Gastric cancer is anatomically proximal to peritoneum. Gastric cancer peritoneal metastasis is a complex biological process which is corresponded with disharmony within dysfunctional adipose tissue and metabolism reprogramming. Laminin gamma 1 (LAMC1) is highly expressed in cancer cells of peritoneal metastatic sites, however, the mechanism of LAMC1-metiated gastric cancer metastases to adipose tissue-rich peritoneum remains unclear. In our study, immunohistochemical staining, single cell sequencing, a co-culture model, luciferase reporter, RNA immunoprecipitation (RIP), Chromatin immunoprecipitation (CHIP) and single-molecular magnetic tweezers assays were conducted, and our results showed that LAMC1 related to Perilipin-1 content was highly expressed in peritoneal metastatic sites and mainly secreted by tumor cells. Gastric cancer cells secreted LAMC1 in an autocrine manner to detached from the primary site and promoted preadipocytes mature, rupture and release of free fatty acids (FFAs) in the peritoneal microenvironment to form pre-metastatic niche by the paracrine pathway. Reversely, differentiated preadipocyte-derived conditioned medium inhibited glycolysis and enhanced fatty acid oxidation (FAO) rate to promote cell proliferation, mesenchymal-epithelial transformation which led to tumor peritoneal colonization. In terms of biological mechanisms, one of differentiated preadipocyte-derived FFAs, palmitic acid-activated STAT3 inhibited miR-193a-3p by binding to its promoter directly; Using single-molecular magnetic tweezers, this binding manner was proved to be stable, reversable and ATP-dependent. Moreover, miR-193a-3p regulated LAMC1 in a post-translational manner. Furthermore, high LAMC1 expression in serum predicted a higher risk of peritoneal metastasis. In conclusion, our results illustrated that palmitic acid/p-STAT3/miR-193a-3p/LAMC1 pathway promotes preadipocyte differentiation, pre-metastatic niche formation and gastric cancer cell colonization to peritoneum.

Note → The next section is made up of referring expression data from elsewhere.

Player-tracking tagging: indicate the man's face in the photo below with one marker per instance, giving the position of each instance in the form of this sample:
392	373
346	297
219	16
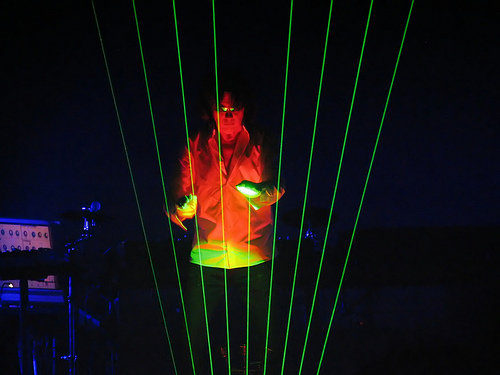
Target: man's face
229	120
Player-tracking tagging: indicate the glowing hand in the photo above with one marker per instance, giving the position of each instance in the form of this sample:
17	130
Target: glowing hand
186	207
249	189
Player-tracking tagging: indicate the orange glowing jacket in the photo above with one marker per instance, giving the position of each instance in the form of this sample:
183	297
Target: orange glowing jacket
232	230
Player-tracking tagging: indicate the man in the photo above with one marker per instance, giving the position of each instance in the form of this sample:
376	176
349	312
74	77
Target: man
226	181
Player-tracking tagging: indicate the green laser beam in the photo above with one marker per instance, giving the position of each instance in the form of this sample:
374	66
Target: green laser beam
221	192
134	187
159	166
365	187
280	157
248	289
337	178
192	184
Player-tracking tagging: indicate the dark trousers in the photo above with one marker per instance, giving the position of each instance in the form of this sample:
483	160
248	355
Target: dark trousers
256	278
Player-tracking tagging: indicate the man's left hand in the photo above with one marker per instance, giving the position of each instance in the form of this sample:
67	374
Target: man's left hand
250	189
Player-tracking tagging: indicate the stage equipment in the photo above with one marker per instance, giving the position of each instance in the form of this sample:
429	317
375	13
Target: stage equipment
26	261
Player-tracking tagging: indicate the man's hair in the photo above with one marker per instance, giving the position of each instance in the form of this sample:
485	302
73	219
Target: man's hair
231	81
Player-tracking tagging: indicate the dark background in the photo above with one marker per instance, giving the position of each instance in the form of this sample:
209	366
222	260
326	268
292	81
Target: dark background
435	171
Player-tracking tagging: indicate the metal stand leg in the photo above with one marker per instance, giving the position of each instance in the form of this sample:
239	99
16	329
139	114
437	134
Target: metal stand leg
25	357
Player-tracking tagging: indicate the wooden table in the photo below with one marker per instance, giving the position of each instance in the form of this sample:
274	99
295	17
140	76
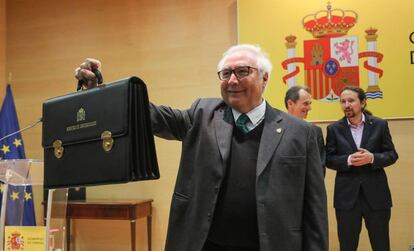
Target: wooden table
111	210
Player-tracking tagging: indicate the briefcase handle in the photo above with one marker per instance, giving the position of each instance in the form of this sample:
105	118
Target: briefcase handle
82	82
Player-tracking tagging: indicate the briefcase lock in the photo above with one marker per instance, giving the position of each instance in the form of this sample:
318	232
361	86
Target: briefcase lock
57	145
107	141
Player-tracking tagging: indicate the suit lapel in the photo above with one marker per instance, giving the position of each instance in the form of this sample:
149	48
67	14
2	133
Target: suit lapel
368	126
347	133
223	126
273	131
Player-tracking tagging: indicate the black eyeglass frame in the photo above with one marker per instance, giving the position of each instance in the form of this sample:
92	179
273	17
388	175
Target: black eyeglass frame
234	71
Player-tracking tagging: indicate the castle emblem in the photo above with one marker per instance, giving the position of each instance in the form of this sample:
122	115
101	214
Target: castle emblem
81	115
331	59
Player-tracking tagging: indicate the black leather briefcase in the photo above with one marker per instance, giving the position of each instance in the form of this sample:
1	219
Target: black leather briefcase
99	136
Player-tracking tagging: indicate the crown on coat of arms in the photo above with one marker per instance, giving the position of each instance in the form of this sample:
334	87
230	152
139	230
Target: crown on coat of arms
330	22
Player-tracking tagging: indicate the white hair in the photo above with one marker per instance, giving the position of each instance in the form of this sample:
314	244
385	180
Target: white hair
263	62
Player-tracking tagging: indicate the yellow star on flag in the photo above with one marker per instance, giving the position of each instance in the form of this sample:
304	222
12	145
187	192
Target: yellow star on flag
17	142
27	196
15	195
5	149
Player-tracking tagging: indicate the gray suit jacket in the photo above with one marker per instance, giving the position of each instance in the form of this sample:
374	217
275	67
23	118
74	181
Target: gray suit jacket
290	191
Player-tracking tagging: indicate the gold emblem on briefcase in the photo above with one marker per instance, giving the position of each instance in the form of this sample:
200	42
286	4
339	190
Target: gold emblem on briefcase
107	141
57	145
80	115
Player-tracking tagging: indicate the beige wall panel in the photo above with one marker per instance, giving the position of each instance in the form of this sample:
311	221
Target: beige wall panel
173	46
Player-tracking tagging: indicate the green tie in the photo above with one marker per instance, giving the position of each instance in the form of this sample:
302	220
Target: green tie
241	123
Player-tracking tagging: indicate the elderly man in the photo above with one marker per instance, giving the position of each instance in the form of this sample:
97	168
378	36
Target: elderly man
298	102
359	146
249	176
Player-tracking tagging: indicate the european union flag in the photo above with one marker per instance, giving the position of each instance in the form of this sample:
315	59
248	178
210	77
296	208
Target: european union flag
19	197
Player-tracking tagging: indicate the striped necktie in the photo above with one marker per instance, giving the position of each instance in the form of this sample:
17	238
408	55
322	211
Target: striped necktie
241	123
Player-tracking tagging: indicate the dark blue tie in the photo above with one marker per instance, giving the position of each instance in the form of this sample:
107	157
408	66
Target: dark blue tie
241	123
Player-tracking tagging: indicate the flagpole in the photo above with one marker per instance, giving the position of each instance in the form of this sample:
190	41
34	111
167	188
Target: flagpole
3	208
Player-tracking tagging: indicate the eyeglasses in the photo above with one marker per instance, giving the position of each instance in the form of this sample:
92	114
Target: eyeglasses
240	72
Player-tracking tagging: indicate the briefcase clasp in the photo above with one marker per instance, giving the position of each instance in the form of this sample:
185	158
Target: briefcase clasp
57	145
107	141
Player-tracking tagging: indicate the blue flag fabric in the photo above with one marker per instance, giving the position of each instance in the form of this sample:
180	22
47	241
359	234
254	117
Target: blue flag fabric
19	197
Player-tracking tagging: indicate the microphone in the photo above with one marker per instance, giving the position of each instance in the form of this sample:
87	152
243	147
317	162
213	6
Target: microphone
22	130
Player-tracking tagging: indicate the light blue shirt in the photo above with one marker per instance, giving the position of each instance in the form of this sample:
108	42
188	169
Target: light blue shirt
256	115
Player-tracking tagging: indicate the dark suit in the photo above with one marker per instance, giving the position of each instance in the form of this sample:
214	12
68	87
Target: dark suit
321	145
361	191
290	191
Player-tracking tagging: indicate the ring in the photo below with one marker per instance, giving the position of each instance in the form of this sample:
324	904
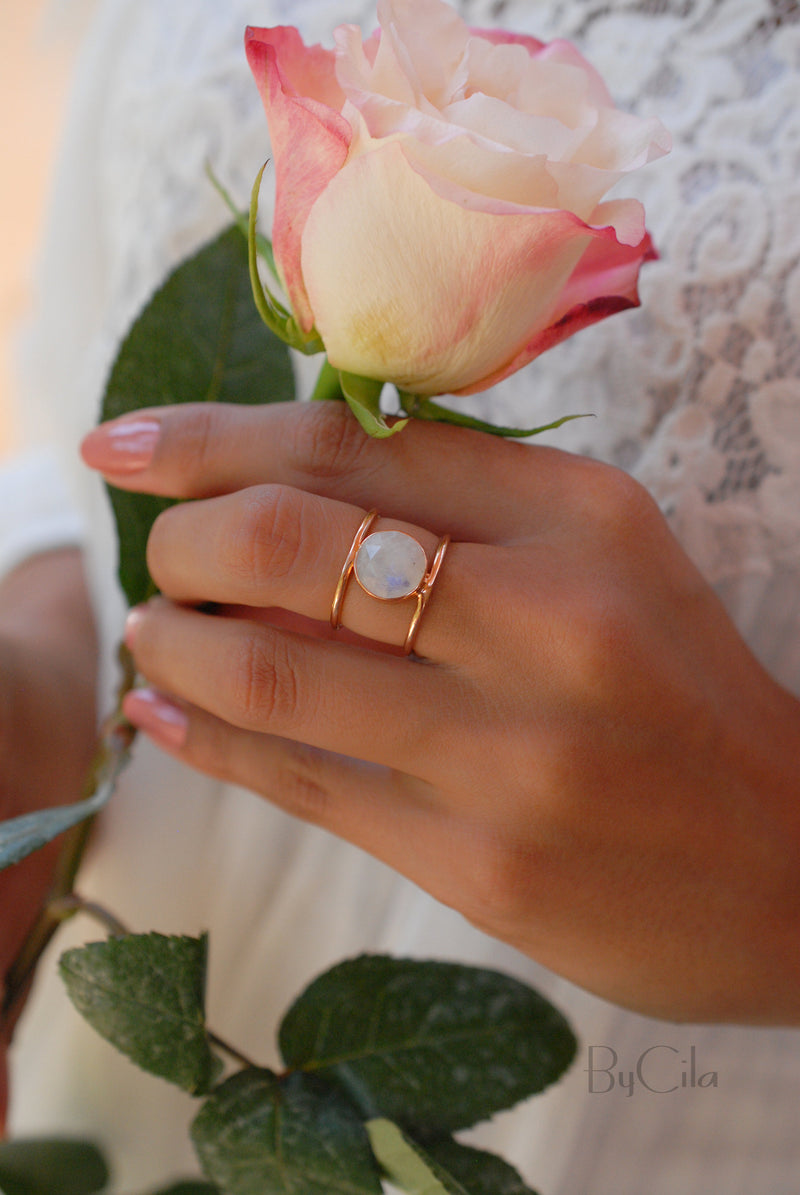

胃癌在解剖学上与腹膜相邻。胃癌腹膜转移是一个复杂的生物学过程,与功能失调的脂肪组织和代谢重编程不协调有关。层粘连蛋白 γ1(LAMC1)在腹膜转移部位的癌细胞中高表达,然而,LAMC1 介导的胃癌转移到富含脂肪的腹膜的机制尚不清楚。在我们的研究中,进行了免疫组织化学染色、单细胞测序、共培养模型、荧光素酶报告基因、RNA 免疫沉淀(RIP)、染色质免疫沉淀(CHIP)和单分子磁镊实验,结果表明 LAMC1 与 perilipin-1 含量在腹膜转移部位高表达,主要由肿瘤细胞分泌。胃癌细胞以自分泌方式分泌 LAMC1,从而从原发部位脱离,并促进前脂肪细胞成熟,在腹膜微环境中破裂并释放游离脂肪酸(FFAs),通过旁分泌途径形成前转移龛。相反,分化的前脂肪细胞衍生的条件培养基抑制糖酵解,增强脂肪酸氧化(FAO)率,促进细胞增殖、上皮-间充质转化,导致肿瘤腹膜定植。就生物学机制而言,分化的前脂肪细胞衍生的 FFAs 之一,棕榈酸激活的 STAT3 通过直接结合其启动子抑制 miR-193a-3p;使用单分子磁镊,证明这种结合方式是稳定的、可逆的和 ATP 依赖性的。此外,miR-193a-3p 以翻译后方式调节 LAMC1。此外,血清中高 LAMC1 表达预示着腹膜转移的风险更高。总之,我们的结果表明,棕榈酸/p-STAT3/miR-193a-3p/LAMC1 通路促进前脂肪细胞分化、前转移龛形成和胃癌细胞向腹膜的定植。